Insomma abbiamo veramente una grande ricchezza di acqua che è giusto difendere, anzitutto dai crescenti rischi di inquinamento.

Intanto nell’ultimo anno, considerando il periodo dal primo marzo 2024 al 28 febbraio scorso, sul centro storico di Lucca si sono registrati ben 1.344 millimetri di pioggia a fronte della media storica annuale di 1.216,1 millimetri. Il 28 febbraio si è infatti conclusa la scalata alla classifica del febbraio più piovoso nel centro storico di Lucca con il 2025 che si è fermato al quindicesimo posto dall’anno 1916. In gennaio erano caduti 215,8 millimetri di pioggia a fronte di un valore atteso di 127,6 millimetri. In febbraio sono caduti 177,2 millimetri di pioggia sul centro storico di Lucca a fronte di un valore atteso di 106,2 millimetri. I primi due mesi del nuovo anno, dunque, hanno registrato un totale di 393 millimetri a fronte di un valore atteso di 233,8 millimetri, un valore superiore del 68,09 per cento rispetto alla media storica (che parte dall’anno 2016 e arriva all’anno 2024). Considerando che la media di pioggia sulla città di Lucca è di 1.216,1 millimetri l’anno fra gennaio e febbraio si è registrato circa un terzo del quantitativo totale atteso. Ciò segue a due anni piovosi con il 2023 che ha raggiunto quota 1.343,8 millimetri e il 2024 con 1.248 millimetri.
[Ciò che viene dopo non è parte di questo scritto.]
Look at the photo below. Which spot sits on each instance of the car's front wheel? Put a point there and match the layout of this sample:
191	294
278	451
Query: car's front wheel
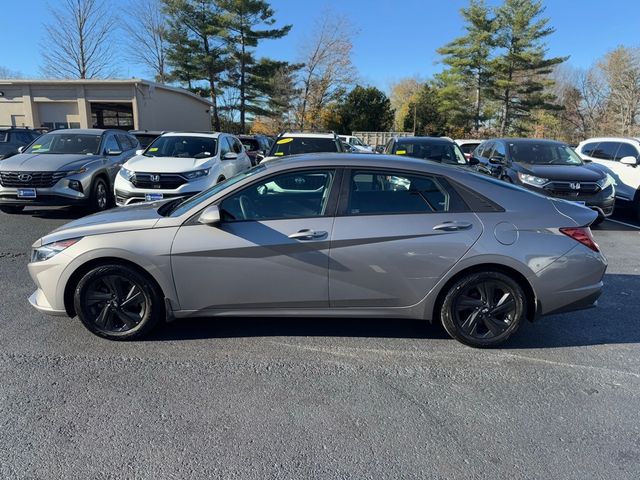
483	309
117	302
11	208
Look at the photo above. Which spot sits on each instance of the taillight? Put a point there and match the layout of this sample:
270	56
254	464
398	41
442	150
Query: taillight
582	235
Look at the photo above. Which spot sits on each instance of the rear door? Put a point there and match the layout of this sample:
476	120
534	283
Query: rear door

Allargando lo squadro agli altri bacini che compongono la provincia di Lucca (immagine qui sopra) emerge che nel periodo 1 marzo 2024-28 febbraio 2025 nel bacino del Serchio sono caduti in media 2.048,9 millimetri a fronte del valore storico e dunque atteso di 1.787,1 millimetri; nel bacino del Massaciuccoli 1.078,5 millimetri di pioggia valore in linea con quanto atteso (1.032,1 millimetri); nel bacino Valdarno inferiore che comprende parte della Pianura di Lucca 1.227,2 millimetri a fronte del valore atteso di 1.136,2; nel bacino Versilia, che comprende le zone più piovose del versante Alpi Apuane, 1.799,4 millimetri a fronte del valore medio atteso di 1.622, 1 millimetri. Valori dunque considerati nella norma ma comunque tutti superiori alle medie storiche, con punte di maggiore umidità (moderata e fino a severa) negli ultimi2-60 giorni nel bacino del Valdarno inferiore e negli ultimi 10/20 giorni di febbraio nel bacino Versilia.